In this study, 61% of patents received CMI intravenously and 39% received the treatment subcutaneously. The method of administration employed was selected by the doctor. In a prospective, within-patient, crossover study, continuous intravenous and subcutaneous morphine were demonstrated to be equally effective with a similar adverse effect profile (7). The parenteral route is desirable, either intravenously or subcutaneously, considering the respective advantages and disadvantages (8).

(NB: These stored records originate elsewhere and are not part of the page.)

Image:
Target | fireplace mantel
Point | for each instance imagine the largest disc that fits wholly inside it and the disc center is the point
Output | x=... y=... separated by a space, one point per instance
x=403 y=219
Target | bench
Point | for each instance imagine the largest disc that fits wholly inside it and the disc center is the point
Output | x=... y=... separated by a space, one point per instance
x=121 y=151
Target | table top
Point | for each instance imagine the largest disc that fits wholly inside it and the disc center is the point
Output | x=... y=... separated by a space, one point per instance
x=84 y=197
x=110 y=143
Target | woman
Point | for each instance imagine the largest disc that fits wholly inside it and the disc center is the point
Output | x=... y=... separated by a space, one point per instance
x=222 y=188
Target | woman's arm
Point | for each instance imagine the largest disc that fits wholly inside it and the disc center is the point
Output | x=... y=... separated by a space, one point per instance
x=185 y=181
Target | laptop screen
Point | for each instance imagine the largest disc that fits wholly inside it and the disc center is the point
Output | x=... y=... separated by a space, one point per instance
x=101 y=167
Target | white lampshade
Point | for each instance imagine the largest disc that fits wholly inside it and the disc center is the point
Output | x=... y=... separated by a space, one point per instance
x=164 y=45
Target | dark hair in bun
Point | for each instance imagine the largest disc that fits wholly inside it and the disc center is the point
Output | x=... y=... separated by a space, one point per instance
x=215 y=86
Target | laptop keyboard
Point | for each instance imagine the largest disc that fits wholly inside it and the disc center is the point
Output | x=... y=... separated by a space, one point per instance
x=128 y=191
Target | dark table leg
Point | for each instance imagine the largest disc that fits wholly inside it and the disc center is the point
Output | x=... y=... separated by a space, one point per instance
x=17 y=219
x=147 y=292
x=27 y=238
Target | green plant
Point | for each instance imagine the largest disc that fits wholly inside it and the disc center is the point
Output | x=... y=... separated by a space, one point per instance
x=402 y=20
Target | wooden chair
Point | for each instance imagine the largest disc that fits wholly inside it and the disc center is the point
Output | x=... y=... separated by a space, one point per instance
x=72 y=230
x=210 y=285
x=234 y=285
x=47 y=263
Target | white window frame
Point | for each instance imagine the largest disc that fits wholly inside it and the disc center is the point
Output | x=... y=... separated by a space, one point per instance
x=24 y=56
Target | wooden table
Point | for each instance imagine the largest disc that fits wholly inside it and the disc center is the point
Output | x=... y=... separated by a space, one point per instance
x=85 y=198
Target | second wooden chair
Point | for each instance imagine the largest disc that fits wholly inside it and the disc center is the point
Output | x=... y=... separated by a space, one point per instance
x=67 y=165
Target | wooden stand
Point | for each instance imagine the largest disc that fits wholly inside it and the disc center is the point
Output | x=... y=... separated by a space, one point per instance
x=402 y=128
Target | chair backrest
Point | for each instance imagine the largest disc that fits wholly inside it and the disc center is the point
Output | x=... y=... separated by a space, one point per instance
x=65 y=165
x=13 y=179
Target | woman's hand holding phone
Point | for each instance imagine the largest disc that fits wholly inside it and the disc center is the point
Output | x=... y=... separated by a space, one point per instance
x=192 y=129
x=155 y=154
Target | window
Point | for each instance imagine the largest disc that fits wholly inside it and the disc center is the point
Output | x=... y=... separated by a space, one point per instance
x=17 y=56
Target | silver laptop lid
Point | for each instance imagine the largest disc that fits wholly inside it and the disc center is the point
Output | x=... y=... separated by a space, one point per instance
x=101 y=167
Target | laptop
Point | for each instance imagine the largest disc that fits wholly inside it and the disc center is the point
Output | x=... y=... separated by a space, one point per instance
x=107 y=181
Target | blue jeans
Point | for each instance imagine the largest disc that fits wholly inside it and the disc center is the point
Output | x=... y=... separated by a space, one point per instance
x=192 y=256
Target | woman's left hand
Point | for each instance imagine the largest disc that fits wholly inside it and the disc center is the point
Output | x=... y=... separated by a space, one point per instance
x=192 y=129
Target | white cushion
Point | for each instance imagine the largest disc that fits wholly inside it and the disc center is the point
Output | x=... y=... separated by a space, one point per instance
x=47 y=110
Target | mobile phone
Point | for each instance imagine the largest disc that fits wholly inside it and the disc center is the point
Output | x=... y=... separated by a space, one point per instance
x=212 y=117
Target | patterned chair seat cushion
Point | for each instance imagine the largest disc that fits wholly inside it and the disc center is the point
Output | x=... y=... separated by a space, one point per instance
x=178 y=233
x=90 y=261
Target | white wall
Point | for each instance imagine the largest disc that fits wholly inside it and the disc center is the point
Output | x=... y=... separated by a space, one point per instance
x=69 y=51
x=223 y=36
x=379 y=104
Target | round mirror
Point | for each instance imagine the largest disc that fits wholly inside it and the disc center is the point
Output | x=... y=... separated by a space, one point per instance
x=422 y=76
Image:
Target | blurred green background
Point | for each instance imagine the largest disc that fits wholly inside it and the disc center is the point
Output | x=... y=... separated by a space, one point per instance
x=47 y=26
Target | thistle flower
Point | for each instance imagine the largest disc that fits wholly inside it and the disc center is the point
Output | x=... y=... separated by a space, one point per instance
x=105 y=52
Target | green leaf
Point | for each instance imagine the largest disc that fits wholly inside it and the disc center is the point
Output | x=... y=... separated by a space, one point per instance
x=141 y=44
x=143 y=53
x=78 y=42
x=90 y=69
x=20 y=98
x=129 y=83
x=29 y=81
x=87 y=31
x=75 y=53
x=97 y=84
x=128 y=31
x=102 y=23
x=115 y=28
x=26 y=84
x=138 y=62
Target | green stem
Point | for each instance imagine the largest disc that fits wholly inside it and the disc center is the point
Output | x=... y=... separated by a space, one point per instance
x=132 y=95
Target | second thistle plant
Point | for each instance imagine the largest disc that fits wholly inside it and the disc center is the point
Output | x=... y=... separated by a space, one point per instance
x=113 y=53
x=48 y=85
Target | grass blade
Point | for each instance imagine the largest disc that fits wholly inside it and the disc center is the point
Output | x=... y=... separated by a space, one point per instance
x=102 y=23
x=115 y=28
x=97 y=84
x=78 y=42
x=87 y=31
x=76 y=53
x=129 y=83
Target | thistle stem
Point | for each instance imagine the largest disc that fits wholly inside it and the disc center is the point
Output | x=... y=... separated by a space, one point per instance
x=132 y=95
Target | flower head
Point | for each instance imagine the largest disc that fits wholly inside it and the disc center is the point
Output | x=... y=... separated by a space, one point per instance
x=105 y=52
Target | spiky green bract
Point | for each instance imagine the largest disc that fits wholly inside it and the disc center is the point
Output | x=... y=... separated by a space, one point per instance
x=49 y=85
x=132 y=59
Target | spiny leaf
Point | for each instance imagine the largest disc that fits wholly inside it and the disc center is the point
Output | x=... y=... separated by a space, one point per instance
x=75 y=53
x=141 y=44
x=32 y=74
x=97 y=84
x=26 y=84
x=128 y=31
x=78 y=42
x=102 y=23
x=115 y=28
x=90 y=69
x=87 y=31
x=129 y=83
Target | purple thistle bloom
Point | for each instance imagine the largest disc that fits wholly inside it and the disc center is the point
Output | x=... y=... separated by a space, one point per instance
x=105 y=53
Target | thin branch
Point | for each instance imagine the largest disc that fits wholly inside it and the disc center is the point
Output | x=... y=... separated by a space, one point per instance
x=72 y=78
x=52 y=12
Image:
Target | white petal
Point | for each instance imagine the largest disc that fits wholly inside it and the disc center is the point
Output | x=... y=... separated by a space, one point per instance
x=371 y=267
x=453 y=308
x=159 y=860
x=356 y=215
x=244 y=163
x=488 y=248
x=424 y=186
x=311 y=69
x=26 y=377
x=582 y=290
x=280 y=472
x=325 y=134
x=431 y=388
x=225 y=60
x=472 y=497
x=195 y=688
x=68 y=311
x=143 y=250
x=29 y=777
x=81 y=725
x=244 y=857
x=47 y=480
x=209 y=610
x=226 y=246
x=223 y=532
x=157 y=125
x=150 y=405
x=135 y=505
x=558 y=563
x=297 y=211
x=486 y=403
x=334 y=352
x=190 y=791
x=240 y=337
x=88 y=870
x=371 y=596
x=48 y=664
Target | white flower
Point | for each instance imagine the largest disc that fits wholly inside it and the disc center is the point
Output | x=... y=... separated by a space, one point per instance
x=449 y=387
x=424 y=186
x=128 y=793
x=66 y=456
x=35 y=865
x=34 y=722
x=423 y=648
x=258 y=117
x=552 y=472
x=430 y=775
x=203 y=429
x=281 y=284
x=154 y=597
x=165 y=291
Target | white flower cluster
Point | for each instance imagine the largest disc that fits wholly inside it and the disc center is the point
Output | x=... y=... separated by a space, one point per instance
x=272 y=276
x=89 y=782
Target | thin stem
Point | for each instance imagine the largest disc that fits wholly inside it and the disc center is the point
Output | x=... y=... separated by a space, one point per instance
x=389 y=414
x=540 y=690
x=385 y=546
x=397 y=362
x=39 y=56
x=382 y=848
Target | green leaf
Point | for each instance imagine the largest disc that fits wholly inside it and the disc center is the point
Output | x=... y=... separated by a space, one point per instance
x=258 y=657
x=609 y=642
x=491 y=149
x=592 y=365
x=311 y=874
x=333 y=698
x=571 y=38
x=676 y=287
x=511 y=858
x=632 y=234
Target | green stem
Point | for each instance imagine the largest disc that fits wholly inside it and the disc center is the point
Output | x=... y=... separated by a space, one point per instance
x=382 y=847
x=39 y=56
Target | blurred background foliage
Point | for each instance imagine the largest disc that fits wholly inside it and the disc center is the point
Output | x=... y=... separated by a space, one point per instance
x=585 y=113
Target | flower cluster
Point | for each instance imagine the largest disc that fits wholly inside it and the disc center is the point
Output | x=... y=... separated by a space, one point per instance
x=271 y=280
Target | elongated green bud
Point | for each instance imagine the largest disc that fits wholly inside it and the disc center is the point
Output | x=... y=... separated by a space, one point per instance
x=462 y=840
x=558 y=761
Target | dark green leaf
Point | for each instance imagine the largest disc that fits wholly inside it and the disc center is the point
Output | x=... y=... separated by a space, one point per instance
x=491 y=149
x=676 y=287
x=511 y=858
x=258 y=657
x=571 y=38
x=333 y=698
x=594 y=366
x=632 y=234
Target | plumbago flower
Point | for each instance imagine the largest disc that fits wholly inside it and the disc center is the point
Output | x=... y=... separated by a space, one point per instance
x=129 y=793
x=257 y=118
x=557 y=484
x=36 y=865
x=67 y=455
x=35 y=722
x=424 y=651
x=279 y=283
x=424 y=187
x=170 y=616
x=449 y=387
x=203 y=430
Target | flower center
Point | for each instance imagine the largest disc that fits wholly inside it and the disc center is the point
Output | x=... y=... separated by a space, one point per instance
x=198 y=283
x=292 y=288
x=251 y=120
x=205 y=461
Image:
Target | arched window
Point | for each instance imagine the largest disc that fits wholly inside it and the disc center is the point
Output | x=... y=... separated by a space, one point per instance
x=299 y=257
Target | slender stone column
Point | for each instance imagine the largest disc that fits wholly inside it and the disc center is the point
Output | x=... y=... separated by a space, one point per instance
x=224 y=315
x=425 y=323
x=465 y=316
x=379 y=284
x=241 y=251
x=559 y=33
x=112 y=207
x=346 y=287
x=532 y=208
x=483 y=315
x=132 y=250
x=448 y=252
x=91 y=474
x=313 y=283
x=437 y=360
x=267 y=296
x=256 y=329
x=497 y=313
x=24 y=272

In conclusion, in our limited experience, terminally ill lung cancer patients required CMI due to uncontrolled pain, dyspnea and an inability to take oral medicine, and dyspnea was the major indication for CMI. Dyspnea required a lower dose of morphine for alleviation than uncontrolled pain; however, the survival time of patients who required CMI due to dyspnea was extremely short compared with patients without dyspnea. There has been no established strategy with regard to when to commence CMI and how to escalate the morphine dose. We predict that the strategy is likely to differ according to the indications for CMI, considering the apparent differences in the required morphine dose and the survival time between the patient subgroups in the present study. Further studies are required to facilitate the effective and appropriate use of CMI in end-stage lung cancer patients.